Bundan bir kaç gün önce Ruslar'ın hava sahamızı ihlal ettiğini ve bu konuda uyarıldıkları ile ilgili haberler, hala hafızamda idi. O an, "bunlar yoksa Rusya'ya ait bir uçak falan düşürmüş olmasınlar" diye kendi kendime söylendim. "Eğer böyle bir şey olduysa, işimiz zor!" diye  düşünmekten de kendimi alıkoyamadım. 

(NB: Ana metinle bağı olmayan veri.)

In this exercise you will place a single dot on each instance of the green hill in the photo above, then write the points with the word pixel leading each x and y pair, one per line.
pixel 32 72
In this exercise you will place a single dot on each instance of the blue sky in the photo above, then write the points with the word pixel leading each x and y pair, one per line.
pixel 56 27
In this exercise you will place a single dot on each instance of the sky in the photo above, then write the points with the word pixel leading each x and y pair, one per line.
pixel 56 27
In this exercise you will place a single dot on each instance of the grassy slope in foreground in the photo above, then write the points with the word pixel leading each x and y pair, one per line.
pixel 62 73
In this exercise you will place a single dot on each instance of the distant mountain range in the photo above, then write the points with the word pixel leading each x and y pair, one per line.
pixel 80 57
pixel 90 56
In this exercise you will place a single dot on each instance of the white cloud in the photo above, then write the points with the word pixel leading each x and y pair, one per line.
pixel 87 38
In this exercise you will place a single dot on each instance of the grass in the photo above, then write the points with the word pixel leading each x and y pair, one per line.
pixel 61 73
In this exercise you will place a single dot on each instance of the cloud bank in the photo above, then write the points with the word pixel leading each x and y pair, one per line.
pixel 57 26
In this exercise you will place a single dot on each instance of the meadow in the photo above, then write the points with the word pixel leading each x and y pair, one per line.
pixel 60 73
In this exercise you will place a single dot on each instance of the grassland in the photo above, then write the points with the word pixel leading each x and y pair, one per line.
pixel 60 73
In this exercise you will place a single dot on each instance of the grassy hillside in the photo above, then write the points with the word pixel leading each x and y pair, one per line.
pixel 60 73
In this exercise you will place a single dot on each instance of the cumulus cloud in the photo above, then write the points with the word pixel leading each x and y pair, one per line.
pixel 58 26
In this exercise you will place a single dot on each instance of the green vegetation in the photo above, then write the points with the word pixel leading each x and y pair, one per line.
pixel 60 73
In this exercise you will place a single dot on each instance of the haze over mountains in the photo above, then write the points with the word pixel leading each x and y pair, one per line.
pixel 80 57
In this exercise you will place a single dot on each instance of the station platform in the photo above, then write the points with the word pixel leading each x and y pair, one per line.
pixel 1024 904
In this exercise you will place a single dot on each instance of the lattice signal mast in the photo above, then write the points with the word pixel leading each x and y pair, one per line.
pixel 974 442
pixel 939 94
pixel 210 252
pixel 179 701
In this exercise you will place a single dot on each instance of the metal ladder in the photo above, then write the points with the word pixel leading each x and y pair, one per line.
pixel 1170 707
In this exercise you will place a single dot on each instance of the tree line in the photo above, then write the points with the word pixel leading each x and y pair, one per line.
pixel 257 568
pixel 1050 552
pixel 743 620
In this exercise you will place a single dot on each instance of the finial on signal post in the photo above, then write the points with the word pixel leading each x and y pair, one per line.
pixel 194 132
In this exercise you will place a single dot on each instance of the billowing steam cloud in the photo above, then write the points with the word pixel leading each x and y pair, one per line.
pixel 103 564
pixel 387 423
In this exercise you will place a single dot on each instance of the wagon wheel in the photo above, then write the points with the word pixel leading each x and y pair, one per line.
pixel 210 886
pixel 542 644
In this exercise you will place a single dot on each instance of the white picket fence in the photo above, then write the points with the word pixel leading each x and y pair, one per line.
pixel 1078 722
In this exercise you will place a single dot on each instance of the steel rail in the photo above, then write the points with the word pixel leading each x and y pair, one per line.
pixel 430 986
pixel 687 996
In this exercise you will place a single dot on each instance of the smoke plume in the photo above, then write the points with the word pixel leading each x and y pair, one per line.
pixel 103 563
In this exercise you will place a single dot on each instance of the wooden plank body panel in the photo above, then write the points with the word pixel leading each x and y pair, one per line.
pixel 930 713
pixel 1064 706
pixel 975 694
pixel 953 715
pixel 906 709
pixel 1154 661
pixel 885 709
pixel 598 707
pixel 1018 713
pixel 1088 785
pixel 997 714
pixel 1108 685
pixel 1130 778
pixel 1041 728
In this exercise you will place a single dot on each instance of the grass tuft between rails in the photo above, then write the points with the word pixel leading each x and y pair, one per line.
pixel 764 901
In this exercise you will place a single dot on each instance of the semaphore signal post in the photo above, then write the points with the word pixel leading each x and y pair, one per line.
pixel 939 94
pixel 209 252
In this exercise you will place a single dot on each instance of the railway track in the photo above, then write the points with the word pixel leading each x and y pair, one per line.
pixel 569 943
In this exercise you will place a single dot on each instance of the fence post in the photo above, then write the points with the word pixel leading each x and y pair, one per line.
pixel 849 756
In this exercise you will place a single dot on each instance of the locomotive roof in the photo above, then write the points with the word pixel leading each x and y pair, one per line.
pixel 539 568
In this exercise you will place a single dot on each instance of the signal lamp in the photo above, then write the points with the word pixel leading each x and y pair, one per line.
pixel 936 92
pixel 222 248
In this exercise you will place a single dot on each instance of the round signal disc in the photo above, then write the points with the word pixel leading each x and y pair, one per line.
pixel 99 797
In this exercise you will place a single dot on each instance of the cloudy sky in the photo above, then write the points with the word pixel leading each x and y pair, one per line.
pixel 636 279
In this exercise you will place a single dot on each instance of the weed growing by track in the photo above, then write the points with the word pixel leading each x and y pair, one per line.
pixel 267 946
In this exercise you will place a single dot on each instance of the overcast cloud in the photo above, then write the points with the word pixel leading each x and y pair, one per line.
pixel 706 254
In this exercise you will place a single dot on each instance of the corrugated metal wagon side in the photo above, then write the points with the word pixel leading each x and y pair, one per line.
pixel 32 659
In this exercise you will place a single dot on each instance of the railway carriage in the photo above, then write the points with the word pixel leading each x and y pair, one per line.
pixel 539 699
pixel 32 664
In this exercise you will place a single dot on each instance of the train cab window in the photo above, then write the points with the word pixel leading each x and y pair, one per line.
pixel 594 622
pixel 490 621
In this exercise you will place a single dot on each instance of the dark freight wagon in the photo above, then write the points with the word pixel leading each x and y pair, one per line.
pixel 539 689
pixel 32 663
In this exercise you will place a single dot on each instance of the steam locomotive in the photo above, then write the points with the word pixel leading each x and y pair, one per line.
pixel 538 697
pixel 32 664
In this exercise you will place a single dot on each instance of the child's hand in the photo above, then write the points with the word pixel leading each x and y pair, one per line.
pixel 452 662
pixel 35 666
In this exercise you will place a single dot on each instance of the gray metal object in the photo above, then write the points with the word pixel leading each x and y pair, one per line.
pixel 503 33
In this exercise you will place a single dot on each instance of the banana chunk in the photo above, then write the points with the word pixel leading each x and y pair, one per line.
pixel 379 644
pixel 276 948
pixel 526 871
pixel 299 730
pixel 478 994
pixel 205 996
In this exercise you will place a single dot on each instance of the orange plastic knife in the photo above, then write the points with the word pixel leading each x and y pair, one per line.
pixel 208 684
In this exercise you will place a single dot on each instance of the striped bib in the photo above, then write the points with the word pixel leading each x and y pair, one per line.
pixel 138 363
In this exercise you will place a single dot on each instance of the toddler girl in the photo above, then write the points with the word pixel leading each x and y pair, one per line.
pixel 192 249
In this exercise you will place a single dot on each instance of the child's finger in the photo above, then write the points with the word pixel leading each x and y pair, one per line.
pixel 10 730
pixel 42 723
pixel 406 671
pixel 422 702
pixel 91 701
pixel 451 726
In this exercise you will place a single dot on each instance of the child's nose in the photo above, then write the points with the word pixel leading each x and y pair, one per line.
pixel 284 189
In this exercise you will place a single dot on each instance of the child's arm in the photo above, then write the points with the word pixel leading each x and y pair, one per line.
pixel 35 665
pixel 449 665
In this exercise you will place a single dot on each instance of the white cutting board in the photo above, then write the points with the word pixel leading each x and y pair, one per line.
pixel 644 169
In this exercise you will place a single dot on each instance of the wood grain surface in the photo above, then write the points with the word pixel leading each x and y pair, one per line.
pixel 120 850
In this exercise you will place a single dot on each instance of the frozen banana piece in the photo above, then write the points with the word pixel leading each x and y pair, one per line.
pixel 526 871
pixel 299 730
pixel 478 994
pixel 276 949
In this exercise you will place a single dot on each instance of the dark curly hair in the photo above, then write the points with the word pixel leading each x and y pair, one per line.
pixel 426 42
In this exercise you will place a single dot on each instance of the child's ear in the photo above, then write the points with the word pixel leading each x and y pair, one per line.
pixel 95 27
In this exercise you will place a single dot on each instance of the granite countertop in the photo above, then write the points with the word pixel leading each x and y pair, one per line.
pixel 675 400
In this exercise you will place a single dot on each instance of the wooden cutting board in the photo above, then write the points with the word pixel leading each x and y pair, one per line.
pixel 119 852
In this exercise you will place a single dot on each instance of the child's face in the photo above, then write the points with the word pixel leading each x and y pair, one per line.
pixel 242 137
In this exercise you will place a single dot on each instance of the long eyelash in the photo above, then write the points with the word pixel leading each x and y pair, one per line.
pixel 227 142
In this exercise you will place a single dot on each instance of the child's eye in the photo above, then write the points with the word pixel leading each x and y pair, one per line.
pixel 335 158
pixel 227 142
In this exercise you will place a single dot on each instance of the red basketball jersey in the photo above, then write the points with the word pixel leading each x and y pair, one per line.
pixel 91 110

Hasta takip ekranında sıra numaram görününce muayene odasına girip doktora sonuçları gösterdim. Doktor: babam için, "sonuçlarında bir anormallik olmadığını, tuzsuz yiyip bol su içmeye devam etmesini" salık verdi. Muayene odasından çıktıktan sonra, tekrar duvardaki plazma tv'ye baktım, ana ekranda uçak düşürülmesi ile ilgili herhangi ayrıntılı bir haber yoktu. Ancak, alt yazıda uçak düşürülmesi ile ilgili haberin detayları geçiyordu.

Hastaneden bir an önce ayrılıp, olayla ilgili haberleri araştırmak üzere hemen duraktan bir dolmuşa bindim ve eve geldim. Evde beni bekleyen babama, bir taraftan sonuçları ile ilgili doktorun dediklerini aktarırken, diğer taraftan da televizyonu açarak; "baba bizimkiler uçak düşürmüş" diye de babama haber yetiştiriyordum.

Ve korkulan olmuştu, Türk uçaklarının hava sahamızı ihlal eden ve aidiyeti belli olmayan bir uçağı uyarılara rağmen, hava sahamızı ihlal etmeye devam ettiği için, düşürdüğü haberini öğrenmemle birlikte, ilerleyen dakikalarda düşürülen uçağın, Rusya'ya ait bir uçak olduğunu da öğrenince ne yalan söyleyeyim, bu işin arkası çok kötü gelir diye de tedirgin olmaya başladım.

24 Kasım 2015 tarihinden bu tarafa uçak krizi ile yatıyor ve uçak krizi ile kalkıyorum. Her şey o kadar açık ve net ki, Rus uçakları bile bile hava sahamızı ihlal etmişlerdir. Çünkü, Türkiye'nin hava sahası ihlalinde çok ciddi bir şekilde angajman kurallarını uygulayacaklarını biliyorlardı. Bu bağlamda bana göre,  Rusya stratejik hedefleri için bir uçağını feda etmiştir.

Hatırlarsanız bu olay öncesi "Oruçlu Tilki" başlıklı bir blog yayınlamıştım ve bloğun son parağrafını da: "Yeni oluşturulacak Türkiye Cumhuriyeti hükümetinden fıkradaki tilki gibi uyanık ve kurnaz olmasını ve kurt gibi de tuzaklara düşmemesini bekliyoruz." şeklinde bağlamıştım.

Ben, bu uçak olayında kurt gibi tuzağa düşürüldük diyorum. Sizin ne düşündüğünüzü de merak etmiyor değilim hani.